How others are handling their monthly data ingest and updates?

Steve_Lee · October 18, 2021, 7:36pm

Hi SafeGraph Community! I am curious to learn how others are handling their monthly data ingest and updates - what are peoples process to track updates in the most recent releases and making changes to their database?

This topic was automatically generated from Slack. You can find the original thread here.

Niki_Kaz · October 18, 2021, 7:36pm

Ohhh interesting point! Might be good to pull some power users from the Community on this.

@Mohsen_Bahrami_MIT any thoughts on this? I know you’re frequently pulling data from the Catalog.

@J_Hathaway you might have some good input on this? Especially with the volumes of data you’re working with.

@Kate_Schertz_University_of_Chicago do you have any suggestions for Steve?

@Christian_Gunning_University_of_Georgia any feedback for Steve on this?

Niki_Kaz · October 18, 2021, 7:37pm

Looping in a few others that might have input:

@Yang_Wang_Temple_University I know you’re a heavy AWS CLI user.
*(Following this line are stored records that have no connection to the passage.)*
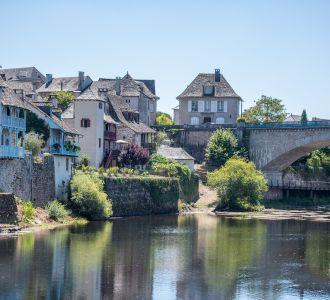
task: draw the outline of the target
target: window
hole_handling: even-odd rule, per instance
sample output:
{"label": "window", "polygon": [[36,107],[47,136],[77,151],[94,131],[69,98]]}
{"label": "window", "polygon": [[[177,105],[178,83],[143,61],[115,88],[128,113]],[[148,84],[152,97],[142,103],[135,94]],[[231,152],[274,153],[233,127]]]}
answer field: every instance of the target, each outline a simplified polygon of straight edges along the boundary
{"label": "window", "polygon": [[221,117],[218,117],[218,118],[216,118],[215,123],[217,123],[217,124],[225,124],[225,119],[224,118],[221,118]]}
{"label": "window", "polygon": [[203,86],[203,96],[214,96],[214,86]]}
{"label": "window", "polygon": [[211,111],[211,101],[205,101],[205,111],[206,112]]}
{"label": "window", "polygon": [[7,116],[10,116],[10,108],[7,106],[7,109],[6,109],[6,113],[7,113]]}
{"label": "window", "polygon": [[81,119],[80,121],[80,127],[91,127],[91,121],[89,119]]}
{"label": "window", "polygon": [[69,171],[69,159],[68,158],[66,158],[66,161],[65,161],[65,169],[67,171]]}
{"label": "window", "polygon": [[224,112],[225,103],[222,100],[217,101],[217,112]]}
{"label": "window", "polygon": [[198,112],[198,101],[191,101],[191,111]]}
{"label": "window", "polygon": [[199,125],[199,118],[198,117],[191,117],[190,124],[191,125]]}
{"label": "window", "polygon": [[211,117],[204,117],[204,124],[205,123],[211,123]]}
{"label": "window", "polygon": [[154,104],[150,102],[150,112],[154,112]]}
{"label": "window", "polygon": [[99,103],[99,109],[102,109],[103,108],[103,105],[102,105],[102,103],[100,102]]}
{"label": "window", "polygon": [[101,148],[102,139],[99,139],[99,148]]}

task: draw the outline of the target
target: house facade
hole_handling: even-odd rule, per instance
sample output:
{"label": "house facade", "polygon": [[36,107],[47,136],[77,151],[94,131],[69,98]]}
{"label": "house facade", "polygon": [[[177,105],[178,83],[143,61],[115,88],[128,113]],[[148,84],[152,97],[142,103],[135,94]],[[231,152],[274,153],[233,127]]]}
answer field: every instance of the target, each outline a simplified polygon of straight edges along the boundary
{"label": "house facade", "polygon": [[99,81],[103,82],[111,95],[122,97],[130,108],[138,111],[140,122],[147,126],[155,124],[159,97],[156,96],[154,80],[133,79],[127,73],[123,78],[100,78]]}
{"label": "house facade", "polygon": [[177,99],[176,125],[235,124],[242,101],[219,69],[198,74]]}
{"label": "house facade", "polygon": [[0,79],[0,158],[25,157],[26,103]]}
Thought of you when Steve posted this question.

@Aaron_Yelowitz_University_of_Kentucky are you still pulling frequently for some of your Texas work we’ve previously discussed? you might have some thoughts that Steve might find valuable.

@Charisse_Madlock_Brown_University_of_Tennessee_Health_Scienc I thought you might be a good person to comment on this too. Any thoughts are appreciated!

Mohsen_Bahrami_MIT · October 18, 2021, 7:37pm

@Steve_Lee we don’t use any automated method for this, but manually check for updates monthly through the Catalog.

Kate_Schertz_University_of_Chicago · October 18, 2021, 7:37pm

I also don’t have an automated process. My analyses are all based on historical data so I pulled the July backfill using Cloudberry to access the AWS bucket.

J_Hathaway · October 18, 2021, 7:37pm

I am just starting down this element of the journey. I will most likely be asking @Steve_Lee his thoughts in January…

Yang_Wang_Temple_University · October 18, 2021, 7:37pm

I’m using a shell script that does aws sync once a week for all the relevant folders and then processing this data using some python codes tailored for my usage.